The Life of the Party
That over-eager cousin or sibling is not satisfied to sit back with a beer and make polite conversation. They want to turn this family dinner into a full-on rager, pulling you into the kitchen to do shots of whatever strange liqueur they found in your grandparents’ pantry (most likely creme de menthe). They might’ve even snuck a six-pack of Cranberry Lemonade Four Loko into the house—and they saved a can just for you. Woo!
Your aunt or uncle has traveled around the world and seems to have a bottle of some strange local liquor in their purse or jacket pocket at all times. Some time between that last bite of turkey and dessert, they’ll lean over to you like some caricature of an ‘80s drug dealer and say, “Pssst! You wanna try something?” Usually it’s fairly safe but occasionally it contains snake blood. Proceed with caution.
After dad’s third nightcap you’re all ready to leave—but not so fast.
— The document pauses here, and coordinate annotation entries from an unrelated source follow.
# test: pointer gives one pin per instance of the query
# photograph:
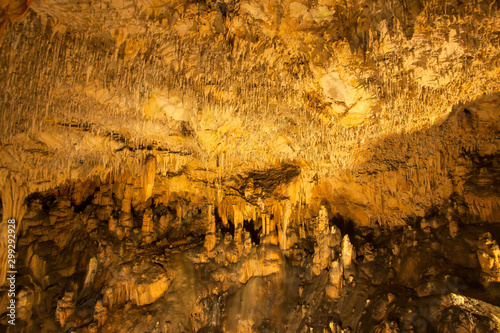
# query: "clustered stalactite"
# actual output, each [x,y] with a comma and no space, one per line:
[248,166]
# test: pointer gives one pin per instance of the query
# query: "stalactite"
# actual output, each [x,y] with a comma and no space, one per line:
[13,195]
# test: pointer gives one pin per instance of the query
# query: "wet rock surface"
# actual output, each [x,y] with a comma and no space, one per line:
[398,280]
[251,166]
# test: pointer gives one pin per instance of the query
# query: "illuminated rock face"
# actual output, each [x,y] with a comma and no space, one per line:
[251,166]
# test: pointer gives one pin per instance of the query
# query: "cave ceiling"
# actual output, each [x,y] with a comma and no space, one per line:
[384,110]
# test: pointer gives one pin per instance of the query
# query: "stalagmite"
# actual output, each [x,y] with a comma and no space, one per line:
[148,176]
[348,254]
[13,195]
[148,233]
[210,237]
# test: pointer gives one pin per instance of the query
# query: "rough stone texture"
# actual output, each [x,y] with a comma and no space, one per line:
[251,166]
It’s storytime. Just as everyone is about to get up from the table he launches into one of his epic narratives, which always starts with a prologue and never leaves out any detail. Is this the one about his year-long feud with the neighbor’s dog? You better settle in and pour yourself another drink.
The Picky Drinker
Only one kind of wine or whiskey is acceptable to this family member—everything else is pure swill. Your family knows to keep this one, very specific bottle on hand at all times, or else experience the passive aggressive wrath of the Picky Drinker. Doesn’t sound like anyone in your family? It’s probably you.